It's quite common to comment on the sparsity in a multi-dimensional array. In data warehousing this can be be quite helpful or the bane of your data management strategies. Keeping track of indexes and pointers can also be a royal pain.
Given a few dimensions, and knowing the expected size of any of the individual key spaces lends itself to the easy calculation of the volume of the multi-dimensional space.
You have two dimensions. Friends and Cities. You have 100 Friends. You are tracking 100 Cities. The possible combination of these keys is 100 x 100 or 10,000 cells in the space. But what if you wanted to estimate how many of your friends had visited each of the cities. This would certainly be much smaller.
So, you might estimate that most of your friends have probably visited 10 of the cities. Thus, there are only 10 x 100 cells filled in. But then, many of them may have visited the same cities, so you want to think about how many of the cities have been visited by any friends. Maybe most of the cities have been visited by 5 of your friends on average. Certainly there is a high likelihood that some of the cities haven't been visited by any of your friends.
Now, imagine that you have 6 or more dimensions. You are actually trying to model a much more complex set of keys and their combinations where not all combinations are likely to happen. Thus, you have lots of sparsity. But what about where you do have combinations?
Well, what's been racing through my mind is a visualization of the clusters, the density of the combinations and, that leads me to the notion of calculating the "mass of the multi-dimensional cube". Ok, it's really a multi-dimensional array as a cube has three dimensions, but data warehousing seems to use the cube concept.
There you have it, nothing conclusive but I thought I would coin my phrase.
1 comment:
A provocative thought process for sure, I found myself thinking of multidimensional data mining as having a dynamic dimensionality.
The data pool established, 100 friends in 100 cities, is without criteria to sort it, theoretically a one dimensional array.
Now we want to find out how many cities your friends have visited, so we establish a new filter criteria, or in other words add another dimensional coordinate.

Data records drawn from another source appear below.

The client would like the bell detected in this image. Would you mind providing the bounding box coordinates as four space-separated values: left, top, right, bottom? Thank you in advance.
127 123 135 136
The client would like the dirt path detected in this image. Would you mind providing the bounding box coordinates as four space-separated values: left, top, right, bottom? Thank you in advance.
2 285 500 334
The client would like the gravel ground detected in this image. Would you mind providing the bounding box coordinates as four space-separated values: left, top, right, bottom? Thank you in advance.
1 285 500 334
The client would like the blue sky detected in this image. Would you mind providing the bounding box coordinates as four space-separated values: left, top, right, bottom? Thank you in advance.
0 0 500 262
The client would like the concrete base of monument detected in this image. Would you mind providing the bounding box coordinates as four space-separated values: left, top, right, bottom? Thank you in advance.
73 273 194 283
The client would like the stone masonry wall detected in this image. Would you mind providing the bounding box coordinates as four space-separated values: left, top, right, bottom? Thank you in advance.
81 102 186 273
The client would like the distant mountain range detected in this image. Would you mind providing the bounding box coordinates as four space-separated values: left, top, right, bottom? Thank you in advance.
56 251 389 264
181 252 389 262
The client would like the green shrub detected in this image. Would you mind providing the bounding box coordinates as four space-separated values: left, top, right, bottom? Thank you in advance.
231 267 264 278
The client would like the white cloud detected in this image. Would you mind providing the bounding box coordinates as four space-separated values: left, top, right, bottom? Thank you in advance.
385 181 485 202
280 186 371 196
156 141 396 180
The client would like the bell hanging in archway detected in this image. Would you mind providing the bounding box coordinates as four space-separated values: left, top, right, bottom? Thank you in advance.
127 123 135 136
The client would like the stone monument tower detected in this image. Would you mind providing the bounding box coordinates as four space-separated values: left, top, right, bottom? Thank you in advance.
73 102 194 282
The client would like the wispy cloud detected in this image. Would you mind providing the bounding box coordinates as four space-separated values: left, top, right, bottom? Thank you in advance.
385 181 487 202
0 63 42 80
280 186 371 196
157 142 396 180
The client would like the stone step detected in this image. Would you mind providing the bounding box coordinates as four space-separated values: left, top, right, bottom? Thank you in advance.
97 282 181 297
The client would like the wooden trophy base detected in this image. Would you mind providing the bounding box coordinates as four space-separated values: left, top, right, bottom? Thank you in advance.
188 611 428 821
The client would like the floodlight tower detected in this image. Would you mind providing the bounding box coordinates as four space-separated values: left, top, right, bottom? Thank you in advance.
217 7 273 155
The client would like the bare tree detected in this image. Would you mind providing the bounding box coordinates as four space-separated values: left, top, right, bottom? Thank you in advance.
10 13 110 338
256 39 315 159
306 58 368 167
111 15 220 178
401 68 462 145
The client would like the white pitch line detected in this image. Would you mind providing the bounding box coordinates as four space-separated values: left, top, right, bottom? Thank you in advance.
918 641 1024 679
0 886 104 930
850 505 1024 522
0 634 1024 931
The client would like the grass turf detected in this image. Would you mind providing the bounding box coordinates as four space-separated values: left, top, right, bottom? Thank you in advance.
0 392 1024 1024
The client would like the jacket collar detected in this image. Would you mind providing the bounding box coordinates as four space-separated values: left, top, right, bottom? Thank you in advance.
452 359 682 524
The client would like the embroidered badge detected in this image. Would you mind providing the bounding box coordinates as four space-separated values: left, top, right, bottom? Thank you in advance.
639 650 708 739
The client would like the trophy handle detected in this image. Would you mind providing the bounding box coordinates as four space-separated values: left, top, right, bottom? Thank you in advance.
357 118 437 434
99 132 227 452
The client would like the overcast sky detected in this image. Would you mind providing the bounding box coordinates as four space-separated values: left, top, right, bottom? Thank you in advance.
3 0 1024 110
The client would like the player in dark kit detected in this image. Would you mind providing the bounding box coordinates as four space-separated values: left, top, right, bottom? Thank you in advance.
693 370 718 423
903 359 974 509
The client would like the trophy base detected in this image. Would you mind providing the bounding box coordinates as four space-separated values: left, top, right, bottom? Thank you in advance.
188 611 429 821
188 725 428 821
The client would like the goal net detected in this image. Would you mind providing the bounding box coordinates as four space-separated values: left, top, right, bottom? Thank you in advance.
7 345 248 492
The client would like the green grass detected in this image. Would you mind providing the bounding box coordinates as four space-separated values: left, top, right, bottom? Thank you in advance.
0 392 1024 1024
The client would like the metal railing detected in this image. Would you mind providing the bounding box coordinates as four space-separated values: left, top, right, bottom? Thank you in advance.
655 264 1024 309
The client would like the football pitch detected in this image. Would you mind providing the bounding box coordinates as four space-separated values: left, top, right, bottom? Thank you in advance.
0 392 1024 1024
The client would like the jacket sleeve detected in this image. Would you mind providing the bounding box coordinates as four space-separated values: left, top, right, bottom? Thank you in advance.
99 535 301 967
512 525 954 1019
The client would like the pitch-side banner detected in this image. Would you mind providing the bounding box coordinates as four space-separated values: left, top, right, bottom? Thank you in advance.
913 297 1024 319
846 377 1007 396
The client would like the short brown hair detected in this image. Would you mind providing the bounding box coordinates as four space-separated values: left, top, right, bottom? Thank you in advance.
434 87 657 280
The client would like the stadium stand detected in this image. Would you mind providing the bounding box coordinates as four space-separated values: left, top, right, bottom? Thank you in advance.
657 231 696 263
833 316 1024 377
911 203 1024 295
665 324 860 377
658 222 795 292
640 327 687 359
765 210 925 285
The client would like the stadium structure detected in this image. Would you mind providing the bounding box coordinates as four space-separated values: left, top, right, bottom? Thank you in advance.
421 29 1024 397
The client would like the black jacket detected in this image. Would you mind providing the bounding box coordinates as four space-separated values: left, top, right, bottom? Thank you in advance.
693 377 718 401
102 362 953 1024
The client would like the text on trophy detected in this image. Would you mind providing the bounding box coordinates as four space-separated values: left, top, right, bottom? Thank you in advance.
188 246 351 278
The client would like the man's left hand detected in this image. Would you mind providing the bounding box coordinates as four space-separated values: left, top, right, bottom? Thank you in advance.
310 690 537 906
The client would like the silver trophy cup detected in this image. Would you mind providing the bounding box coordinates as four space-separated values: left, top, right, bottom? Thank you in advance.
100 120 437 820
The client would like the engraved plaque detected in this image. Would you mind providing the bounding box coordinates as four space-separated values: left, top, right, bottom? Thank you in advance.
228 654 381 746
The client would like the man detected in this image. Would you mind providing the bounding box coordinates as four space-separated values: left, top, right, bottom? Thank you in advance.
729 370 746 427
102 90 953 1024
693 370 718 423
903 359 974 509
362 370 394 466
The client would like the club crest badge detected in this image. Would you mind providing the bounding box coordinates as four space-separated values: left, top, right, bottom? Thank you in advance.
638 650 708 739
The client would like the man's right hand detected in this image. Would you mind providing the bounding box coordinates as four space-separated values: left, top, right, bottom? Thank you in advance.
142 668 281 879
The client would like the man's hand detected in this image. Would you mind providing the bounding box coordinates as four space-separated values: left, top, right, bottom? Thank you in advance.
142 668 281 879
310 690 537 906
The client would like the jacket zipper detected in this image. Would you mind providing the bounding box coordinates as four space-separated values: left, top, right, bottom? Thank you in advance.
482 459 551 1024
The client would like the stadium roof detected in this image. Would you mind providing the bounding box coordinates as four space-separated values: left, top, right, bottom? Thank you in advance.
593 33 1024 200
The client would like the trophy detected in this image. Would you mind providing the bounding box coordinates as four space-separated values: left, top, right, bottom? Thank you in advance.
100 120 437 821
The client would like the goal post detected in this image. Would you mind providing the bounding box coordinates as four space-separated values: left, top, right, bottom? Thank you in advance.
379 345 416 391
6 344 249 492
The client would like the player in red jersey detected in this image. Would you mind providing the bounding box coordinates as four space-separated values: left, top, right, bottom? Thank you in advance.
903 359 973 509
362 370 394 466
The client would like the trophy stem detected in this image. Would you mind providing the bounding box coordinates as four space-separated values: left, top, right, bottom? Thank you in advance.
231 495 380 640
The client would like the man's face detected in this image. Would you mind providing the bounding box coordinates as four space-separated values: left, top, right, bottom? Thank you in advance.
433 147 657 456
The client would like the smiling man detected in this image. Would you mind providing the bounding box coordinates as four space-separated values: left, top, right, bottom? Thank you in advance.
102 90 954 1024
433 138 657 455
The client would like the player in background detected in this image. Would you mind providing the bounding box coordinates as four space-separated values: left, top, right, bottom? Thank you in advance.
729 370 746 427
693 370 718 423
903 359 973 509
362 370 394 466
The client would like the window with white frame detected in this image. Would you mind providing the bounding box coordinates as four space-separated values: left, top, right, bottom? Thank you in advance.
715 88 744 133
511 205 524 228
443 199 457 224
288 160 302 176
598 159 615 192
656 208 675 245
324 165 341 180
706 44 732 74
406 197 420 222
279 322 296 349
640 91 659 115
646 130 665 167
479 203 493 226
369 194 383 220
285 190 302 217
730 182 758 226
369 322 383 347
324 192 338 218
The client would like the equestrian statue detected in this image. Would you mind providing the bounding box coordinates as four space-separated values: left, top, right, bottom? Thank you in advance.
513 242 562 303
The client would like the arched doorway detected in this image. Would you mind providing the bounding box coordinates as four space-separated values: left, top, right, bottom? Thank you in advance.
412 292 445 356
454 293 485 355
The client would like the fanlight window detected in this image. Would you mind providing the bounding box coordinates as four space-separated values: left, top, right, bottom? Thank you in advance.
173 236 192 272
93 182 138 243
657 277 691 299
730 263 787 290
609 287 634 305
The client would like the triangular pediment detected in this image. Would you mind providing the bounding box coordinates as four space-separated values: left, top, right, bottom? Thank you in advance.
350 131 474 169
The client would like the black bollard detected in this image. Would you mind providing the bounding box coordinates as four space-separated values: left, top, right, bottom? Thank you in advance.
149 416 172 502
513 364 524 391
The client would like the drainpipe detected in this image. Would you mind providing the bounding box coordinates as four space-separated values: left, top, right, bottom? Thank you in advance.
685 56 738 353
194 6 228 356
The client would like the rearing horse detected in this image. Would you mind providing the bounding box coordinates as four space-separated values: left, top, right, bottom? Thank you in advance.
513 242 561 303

We have a 2-Dimensional array to hold all of the data and sort it by cities that have been visited by friends. We want to know which friends visited the same city so we add yet another dimension to the array. We are searching by 3 coordinates or criteria creating a 3 dimensional array. This continues Ad nauseam until we have successfully queried the desired data.
My theory in essence: The database has a nebulous dimensionality, until it is queried, similar to how Schrödinger's cat remains alive or dead until the box is opened.